As with most of these things, the loss was entirely mine. I realized this when I recently capitulated and read Seven Husbands as the book gods intended: In ravenous gulps on vacation, tearing through the pages so quickly I’m sure my Kindle read-time will forever record this an algorithm-breaking outlier. The central premise – an old Hollywood-esque movie star plucks a young journalist out of obscurity to commission her to write an exclusive tell-all biography – is compelling enough, particularly when layered with the hook that this particular screen legend, in the manner of Elizabeth Taylor, has been married a total of – you guessed it – seven times. And yet, as she tells her biographer early on, none of those men were the love of her life. Instead, it has always been, and forever will be, the woman the media thought was her best-friend, a fellow actress who, like Evelyn Hugo, was closeted by the restrictive social attitudes of their day. (This isn’t a spoiler, really, nor is it the book’s only twist.)

While Jenkins Reid isn’t the subtlest of writers – beware clunkers like “knowing there are all different types of great loves out there is enough for me” – she is adept at handling sensitive subject matter (including the nuances of queer identity, and the bargain-with-the-devil fame can be, regardless of who you love), in a way that’s both tender and zippily-plotted. (Evelyn’s got seven husbands to get through, after all!) It’s somehow both meaty and incredibly easy to read, making it clear to see why it’s been catnip for book clubs and beach bags alike.

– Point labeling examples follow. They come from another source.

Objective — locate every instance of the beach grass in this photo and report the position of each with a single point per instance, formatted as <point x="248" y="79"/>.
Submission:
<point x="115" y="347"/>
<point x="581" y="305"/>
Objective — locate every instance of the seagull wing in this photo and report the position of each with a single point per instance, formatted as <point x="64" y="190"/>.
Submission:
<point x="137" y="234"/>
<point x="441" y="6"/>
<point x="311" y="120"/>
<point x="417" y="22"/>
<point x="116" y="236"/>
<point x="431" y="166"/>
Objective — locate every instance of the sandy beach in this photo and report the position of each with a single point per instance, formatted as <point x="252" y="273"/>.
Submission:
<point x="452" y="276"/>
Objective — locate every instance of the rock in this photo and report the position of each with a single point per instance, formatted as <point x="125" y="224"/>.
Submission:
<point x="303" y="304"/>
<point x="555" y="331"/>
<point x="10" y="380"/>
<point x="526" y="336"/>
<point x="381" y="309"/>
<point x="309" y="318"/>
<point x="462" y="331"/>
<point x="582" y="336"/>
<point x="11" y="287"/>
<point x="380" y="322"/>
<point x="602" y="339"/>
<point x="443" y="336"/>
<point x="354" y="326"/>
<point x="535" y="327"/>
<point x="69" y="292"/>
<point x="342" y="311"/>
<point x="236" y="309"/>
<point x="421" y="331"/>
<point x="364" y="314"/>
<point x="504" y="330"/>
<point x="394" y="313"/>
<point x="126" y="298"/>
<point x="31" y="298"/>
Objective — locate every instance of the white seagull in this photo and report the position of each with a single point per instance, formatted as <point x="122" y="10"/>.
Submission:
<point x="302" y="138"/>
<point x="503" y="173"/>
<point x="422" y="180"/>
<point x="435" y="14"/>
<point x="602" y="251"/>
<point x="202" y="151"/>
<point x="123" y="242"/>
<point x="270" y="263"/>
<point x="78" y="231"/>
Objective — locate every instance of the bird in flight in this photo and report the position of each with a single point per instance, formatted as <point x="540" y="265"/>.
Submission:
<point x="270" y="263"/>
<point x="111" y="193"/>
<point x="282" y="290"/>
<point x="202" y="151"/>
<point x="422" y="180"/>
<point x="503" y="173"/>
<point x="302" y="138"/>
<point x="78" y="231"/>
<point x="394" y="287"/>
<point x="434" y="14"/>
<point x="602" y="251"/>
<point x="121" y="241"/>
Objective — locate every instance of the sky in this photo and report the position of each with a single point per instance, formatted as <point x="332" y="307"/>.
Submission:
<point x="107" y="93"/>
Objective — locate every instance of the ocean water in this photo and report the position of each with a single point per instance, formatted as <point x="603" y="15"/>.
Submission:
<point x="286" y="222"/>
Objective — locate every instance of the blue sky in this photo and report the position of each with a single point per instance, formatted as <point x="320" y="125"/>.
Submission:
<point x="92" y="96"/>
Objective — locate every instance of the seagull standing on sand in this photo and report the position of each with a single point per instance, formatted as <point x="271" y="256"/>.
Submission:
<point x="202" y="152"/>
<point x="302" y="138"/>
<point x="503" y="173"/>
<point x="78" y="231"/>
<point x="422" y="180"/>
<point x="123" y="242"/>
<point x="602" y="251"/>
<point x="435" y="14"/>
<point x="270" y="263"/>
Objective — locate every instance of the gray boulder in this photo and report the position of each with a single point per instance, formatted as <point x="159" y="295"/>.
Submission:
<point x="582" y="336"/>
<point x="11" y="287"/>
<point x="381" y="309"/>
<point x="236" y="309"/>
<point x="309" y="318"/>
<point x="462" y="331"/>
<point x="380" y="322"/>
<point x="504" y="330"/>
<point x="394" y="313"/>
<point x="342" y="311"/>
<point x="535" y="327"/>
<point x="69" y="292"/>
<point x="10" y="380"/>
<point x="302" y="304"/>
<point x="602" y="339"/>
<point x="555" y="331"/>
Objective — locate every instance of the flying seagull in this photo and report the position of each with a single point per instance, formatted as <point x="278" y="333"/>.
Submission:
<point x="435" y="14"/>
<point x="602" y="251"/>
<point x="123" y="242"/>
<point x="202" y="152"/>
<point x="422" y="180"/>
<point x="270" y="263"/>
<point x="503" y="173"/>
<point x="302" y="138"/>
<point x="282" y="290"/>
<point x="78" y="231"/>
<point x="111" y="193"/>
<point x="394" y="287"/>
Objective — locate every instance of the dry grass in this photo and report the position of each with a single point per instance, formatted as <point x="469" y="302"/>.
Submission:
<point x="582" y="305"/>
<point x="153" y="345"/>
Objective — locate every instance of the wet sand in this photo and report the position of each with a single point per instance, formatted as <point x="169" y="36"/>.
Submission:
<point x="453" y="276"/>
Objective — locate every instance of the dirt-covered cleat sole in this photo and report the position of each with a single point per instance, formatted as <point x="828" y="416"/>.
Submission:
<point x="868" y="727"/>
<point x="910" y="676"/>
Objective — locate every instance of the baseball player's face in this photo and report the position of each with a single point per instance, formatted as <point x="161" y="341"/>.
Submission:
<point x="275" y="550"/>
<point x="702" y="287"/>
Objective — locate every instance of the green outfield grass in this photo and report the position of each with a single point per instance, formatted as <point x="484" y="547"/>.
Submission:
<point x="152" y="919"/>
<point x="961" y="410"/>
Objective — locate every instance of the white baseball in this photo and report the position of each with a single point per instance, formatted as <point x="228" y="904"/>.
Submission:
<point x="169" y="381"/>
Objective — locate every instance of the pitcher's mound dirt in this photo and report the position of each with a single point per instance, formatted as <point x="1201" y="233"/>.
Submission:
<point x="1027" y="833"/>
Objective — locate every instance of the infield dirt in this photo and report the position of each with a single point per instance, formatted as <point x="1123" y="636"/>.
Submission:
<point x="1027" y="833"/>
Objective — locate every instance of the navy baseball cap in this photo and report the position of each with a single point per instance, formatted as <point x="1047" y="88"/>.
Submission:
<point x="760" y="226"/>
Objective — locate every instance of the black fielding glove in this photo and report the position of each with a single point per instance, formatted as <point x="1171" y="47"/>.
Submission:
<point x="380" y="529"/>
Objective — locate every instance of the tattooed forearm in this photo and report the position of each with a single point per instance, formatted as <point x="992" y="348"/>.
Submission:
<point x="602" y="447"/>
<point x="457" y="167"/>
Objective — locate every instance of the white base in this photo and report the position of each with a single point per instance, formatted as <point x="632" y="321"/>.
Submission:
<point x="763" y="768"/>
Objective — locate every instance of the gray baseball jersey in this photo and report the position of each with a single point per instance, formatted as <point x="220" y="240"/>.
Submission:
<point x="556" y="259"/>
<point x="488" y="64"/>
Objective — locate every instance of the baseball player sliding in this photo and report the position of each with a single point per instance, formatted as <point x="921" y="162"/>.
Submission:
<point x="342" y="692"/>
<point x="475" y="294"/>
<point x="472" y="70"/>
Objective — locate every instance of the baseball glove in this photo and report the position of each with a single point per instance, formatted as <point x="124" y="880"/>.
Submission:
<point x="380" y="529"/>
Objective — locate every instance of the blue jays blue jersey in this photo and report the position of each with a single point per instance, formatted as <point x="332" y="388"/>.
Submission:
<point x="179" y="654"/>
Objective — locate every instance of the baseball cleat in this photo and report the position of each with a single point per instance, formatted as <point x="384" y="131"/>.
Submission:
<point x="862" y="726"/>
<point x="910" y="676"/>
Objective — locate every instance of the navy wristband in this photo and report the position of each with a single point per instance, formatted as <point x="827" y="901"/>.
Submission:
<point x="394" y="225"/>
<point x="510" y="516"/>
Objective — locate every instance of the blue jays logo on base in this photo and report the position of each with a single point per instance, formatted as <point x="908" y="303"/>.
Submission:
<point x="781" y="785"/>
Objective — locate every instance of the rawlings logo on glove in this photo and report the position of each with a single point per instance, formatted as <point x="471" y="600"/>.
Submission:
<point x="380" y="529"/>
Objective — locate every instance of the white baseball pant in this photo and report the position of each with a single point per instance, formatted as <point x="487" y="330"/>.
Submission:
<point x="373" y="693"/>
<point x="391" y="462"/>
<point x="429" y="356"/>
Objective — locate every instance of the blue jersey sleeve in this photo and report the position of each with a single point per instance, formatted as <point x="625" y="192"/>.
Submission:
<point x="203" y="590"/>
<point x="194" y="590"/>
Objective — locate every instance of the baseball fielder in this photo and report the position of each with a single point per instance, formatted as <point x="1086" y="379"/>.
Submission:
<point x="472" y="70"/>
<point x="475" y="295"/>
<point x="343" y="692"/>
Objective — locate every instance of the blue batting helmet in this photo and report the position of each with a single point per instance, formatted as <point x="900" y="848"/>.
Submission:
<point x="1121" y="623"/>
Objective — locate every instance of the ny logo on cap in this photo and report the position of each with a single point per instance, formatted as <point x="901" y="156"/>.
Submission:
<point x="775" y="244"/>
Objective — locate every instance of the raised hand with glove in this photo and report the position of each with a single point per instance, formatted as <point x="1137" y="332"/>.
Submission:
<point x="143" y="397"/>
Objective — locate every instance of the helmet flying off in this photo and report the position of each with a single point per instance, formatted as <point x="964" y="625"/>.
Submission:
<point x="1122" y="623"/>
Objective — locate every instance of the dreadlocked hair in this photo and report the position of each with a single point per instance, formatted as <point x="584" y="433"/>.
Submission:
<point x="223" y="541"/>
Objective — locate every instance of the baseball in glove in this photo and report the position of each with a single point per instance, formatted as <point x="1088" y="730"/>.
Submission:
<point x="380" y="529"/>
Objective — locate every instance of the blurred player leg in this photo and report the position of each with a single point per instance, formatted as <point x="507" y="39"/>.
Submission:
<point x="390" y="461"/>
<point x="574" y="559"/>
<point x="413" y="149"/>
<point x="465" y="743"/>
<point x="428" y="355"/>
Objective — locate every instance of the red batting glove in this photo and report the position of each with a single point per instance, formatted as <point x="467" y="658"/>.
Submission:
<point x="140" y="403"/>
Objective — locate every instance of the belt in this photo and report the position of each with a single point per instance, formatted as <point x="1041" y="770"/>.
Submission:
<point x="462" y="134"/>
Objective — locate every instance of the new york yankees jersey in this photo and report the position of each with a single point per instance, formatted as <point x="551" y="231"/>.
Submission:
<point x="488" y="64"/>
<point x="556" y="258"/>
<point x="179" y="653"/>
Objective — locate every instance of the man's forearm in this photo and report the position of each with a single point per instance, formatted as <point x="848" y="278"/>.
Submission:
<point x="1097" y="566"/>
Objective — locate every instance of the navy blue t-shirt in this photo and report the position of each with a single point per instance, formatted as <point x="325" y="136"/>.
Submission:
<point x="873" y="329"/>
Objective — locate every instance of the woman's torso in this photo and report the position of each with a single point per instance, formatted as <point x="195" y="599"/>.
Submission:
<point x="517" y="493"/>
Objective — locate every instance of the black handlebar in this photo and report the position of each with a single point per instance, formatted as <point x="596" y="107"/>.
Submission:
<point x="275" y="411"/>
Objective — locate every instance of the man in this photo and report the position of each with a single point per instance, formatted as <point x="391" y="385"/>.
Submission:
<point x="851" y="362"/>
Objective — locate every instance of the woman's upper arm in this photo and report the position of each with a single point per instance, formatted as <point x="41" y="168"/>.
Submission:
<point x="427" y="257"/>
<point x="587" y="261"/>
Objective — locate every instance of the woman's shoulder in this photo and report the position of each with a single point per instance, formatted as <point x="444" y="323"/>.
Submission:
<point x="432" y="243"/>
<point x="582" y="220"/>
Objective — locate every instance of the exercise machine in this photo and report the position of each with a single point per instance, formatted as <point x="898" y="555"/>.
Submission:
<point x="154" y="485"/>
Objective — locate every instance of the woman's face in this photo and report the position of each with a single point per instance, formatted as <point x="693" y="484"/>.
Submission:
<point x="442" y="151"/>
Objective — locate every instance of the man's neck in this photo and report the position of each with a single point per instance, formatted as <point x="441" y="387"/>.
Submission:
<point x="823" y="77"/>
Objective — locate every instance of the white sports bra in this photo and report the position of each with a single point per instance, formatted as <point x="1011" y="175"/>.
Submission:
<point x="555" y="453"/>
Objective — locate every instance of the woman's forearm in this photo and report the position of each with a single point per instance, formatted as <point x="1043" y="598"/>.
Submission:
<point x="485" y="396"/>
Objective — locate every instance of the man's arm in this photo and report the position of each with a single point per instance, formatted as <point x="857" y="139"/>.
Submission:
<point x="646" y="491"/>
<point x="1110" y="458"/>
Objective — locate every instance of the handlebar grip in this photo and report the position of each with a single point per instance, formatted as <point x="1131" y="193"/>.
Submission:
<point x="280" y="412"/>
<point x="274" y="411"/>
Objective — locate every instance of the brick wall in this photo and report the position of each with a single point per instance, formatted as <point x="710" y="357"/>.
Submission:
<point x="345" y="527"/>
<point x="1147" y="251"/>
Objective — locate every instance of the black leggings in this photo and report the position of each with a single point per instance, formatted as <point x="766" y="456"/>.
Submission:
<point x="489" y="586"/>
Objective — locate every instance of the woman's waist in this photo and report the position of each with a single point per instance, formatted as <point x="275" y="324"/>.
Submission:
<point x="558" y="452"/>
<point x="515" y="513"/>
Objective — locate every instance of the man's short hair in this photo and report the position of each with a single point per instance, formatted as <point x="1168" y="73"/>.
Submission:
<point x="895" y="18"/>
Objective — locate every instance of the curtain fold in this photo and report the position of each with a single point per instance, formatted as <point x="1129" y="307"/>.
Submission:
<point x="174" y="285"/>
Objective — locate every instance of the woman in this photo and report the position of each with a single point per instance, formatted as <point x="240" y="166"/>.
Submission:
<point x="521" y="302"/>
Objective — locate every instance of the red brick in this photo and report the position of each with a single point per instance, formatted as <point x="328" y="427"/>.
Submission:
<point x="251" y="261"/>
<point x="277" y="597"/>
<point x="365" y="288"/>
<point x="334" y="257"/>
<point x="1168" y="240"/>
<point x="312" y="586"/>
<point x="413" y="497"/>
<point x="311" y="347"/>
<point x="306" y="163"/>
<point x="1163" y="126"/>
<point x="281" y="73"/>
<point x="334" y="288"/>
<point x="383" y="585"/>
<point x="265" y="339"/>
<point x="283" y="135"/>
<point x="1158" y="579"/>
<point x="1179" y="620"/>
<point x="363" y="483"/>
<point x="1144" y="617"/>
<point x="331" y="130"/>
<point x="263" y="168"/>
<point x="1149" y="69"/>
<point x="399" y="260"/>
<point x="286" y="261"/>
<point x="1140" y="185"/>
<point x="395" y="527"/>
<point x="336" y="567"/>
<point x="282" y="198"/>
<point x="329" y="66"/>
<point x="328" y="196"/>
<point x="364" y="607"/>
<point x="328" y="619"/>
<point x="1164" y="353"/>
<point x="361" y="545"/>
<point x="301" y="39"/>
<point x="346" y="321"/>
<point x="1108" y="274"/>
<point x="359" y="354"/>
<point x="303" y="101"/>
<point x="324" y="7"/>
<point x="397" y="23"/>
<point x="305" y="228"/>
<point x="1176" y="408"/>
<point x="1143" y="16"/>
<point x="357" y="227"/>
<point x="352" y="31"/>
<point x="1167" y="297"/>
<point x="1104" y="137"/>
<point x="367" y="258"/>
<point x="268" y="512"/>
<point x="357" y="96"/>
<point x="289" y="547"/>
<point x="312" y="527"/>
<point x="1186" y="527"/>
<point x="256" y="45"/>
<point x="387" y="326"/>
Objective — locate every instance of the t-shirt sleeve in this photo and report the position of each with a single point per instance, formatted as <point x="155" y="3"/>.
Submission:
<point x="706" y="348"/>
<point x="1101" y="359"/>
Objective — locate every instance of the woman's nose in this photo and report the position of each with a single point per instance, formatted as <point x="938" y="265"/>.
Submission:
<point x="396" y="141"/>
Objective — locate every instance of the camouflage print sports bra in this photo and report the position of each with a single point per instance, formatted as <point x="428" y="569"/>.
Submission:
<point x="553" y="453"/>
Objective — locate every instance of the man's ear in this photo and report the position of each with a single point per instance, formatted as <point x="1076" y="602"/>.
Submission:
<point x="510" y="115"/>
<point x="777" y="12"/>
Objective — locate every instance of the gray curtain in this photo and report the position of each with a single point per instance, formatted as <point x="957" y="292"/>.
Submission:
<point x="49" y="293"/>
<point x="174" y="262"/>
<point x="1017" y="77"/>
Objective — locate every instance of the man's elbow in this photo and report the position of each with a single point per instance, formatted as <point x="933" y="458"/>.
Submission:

What makes this bestseller particularly fascinating is why, despite the fact that it was published in 2017, we can still find it somewhere in the top 10 of The Globe and Mail’s paperback fiction list in 2022 – and that’s all down to BookTok. Seven Husbands has been “rediscovered” of late, blessed by the algorithm – and countless videos of readers proclaiming how moved they’d been by it, often in relation to its queer love story – to become one of a growing number of titles (including those by Madeline Miller and Colleen Hoover) that become viral sensations thanks to TikTok.

For Seven Husbands specifically, there’s also an added boost in that the title has been seized upon by the corners of the Internet that likes to build elaborate theories about the speculated sexuality of certain celebrities. “It’s giving Evelyn Hugo” is a common comment to find should you stumble into the comments section of one such extensively “researched” and “proofed” video, claiming [insert famous woman here] has been in a series of secret relationships with women, despite outwardly dating exclusively men. In a way, it feels like a fitting second-life for a book that centres heavily on the celebrity gossip machine and its far-reaching consequences.

And as if this weren’t all enough, earlier this year Netflix announced they had tapped screenwriter Liz Tigelaar to adapt the book into a film, which almost guarantees an even-further-extended stay on the bestseller list, courtesy of the movie-in tie-in edition. Oh, and Jenkins Read’s latest book, Malibu Rising – which actually picks up the story of one of Evelyn’s husbands! – is also a bestseller, which generally translates to a nice backlist bump.

In short? If you’ve been holding out on The Seven Husbands of Evelyn Hugo, you probably should just give in and join the crowds. You’ll enjoy it, I promise.